Vordamm, wo mein Vater geboren worden ist, war der äußerste, nach Osten vorgeschobene Posten der Provinz Brandenburg. In diesem Grenzbewusstsein ist mein Vater aufgewachsen. Der Weg zum Deutschen Ritterorden mag so zu erklären sein. Sein Doktorvater, Erich Caspar, den sparsamen väterlichen Informationen zufolge Halbjude, hat sich 1935 das Leben genommen. Als mein Vater 1949 in Halle ein Diplom als Gymnasiallehrer erwarb, reichte er, was einer gewissen Dreistigkeit nicht entbehrte, die Dissertation, die von seinem Professor, der sich später gleichfalls das Leben nahm, hoch bewertet wurde, als Examensarbeit ein.

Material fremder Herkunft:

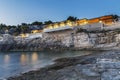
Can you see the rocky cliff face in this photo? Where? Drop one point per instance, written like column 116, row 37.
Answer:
column 98, row 40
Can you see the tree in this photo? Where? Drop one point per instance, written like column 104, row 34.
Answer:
column 48, row 22
column 71, row 18
column 116, row 17
column 24, row 28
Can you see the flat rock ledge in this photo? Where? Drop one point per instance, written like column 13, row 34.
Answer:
column 100, row 66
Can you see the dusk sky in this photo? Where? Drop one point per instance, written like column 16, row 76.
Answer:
column 13, row 12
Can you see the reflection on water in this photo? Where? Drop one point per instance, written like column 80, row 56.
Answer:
column 34, row 57
column 6, row 59
column 12, row 63
column 23, row 59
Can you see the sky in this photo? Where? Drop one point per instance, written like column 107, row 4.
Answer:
column 13, row 12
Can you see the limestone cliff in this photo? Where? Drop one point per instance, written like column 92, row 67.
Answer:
column 97, row 40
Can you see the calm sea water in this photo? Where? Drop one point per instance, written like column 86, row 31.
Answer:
column 14, row 63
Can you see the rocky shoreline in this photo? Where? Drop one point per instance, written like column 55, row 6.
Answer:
column 104, row 65
column 99, row 40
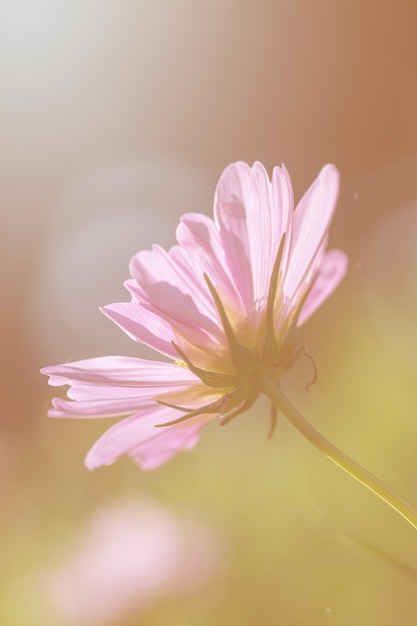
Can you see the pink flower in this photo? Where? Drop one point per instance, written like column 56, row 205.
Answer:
column 224, row 305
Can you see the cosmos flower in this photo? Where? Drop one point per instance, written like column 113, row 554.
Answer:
column 224, row 305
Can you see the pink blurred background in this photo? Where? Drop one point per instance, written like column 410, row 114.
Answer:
column 115, row 118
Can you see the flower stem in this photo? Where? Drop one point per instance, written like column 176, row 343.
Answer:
column 270, row 389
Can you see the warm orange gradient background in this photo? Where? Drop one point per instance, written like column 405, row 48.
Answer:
column 118, row 116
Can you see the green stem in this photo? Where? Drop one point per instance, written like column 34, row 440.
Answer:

Die zehner, dreißiger und vierziger Jahre des 20. Jahrhunderts sind gepflastert mit zig Millionen von Kriegstoten, Vergasten und Selbstmördern. Fast hätte sich auch mein Vater direkt oder indirekt am wahnsinnigen Massenmorden beteiligt. 1939 erhielt er einen Ruf ins Reichssicherheitshauptamt, wo er als Historiker die nationalsozialistischen Ordensburgen für den Nachwuchs der Reichselite ideologisch stärken sollte. Meine Mutter, die Ehestreit nicht kannte, beschwor ihn, sich nicht vor den Karren der SS spannen zu lassen. Die rassistischen Parolen der SS waren ihr verdächtig. Sie machte ihren Mann darauf aufmerksam, dass sich der Speer eines Tages auch gegen sie richten könnte, schließlich sei die eigene arische Abstammung als geborene Pietraszewski, zu deutsch: die Ängstliche, allein schon wegen ihres Namens nicht unangreifbar, aber auch die Herkunft seiner Mutter, einer geborenen Wroblewski, könnte bei arischen Rassenfanatikern Anlass zu Stirnrunzeln geben. Wroblewski, zu deutsch der Sperlinghafte, was für ein deutscher Name!

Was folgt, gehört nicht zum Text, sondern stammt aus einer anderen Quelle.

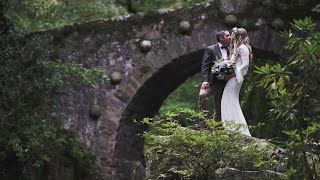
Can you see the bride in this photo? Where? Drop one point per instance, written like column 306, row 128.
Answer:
column 231, row 113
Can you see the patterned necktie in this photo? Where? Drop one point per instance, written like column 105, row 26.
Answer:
column 226, row 47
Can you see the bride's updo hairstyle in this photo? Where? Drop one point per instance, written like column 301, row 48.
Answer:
column 239, row 36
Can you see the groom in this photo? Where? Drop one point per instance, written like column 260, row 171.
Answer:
column 211, row 85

Meine Mutter, die ein Jahr zuvor in Berlin ihren ersten Sohn zur Welt gebracht hatte, war in ihrer unerschütterlichen Liebe stark genug, ihren Mann vor einer törichten Entscheidung, die sich zu einem grandiosen Verbrechen entwickelt hätte, zu bewahren.

Großvater, dem der Entschluss seines Sohnes, sich dem Ruf der Reichselite zu versagen, missfiel, hatte einen Grund mehr, der ungeliebten Schwiegertochter zu misstrauen. Solcher Einfluss, wie ihn meine Mutter, stets ein sanftes Lächeln auf den Lippen, als ruhender Pol und emotionales familiäres Machtzentrum ausübte, sei Deutschen fremd. So etwas gebe es nur in semitischen Verbänden. So etwa könnte mein Großvater gedacht haben.

Großvater Friedrich, stechender, beobachtender Blick, wie er auch einem seiner Enkel eignet, von nicht eben arischem Wuchs, war als ehemaliger Deutschnationaler und Prokurist eines in den zwanziger Jahren in Konkurs gegangenen Betriebs, der seine Bautätigkeit im ganzen Deutschen Reich ausübte, erst bei der Zollbehörde und schließlich bei der Gestapo gelandet, um dort Karriere zu machen. Dieser eines Deutschen, wie er meinte, würdige Weg, erfüllte ihn mit Stolz.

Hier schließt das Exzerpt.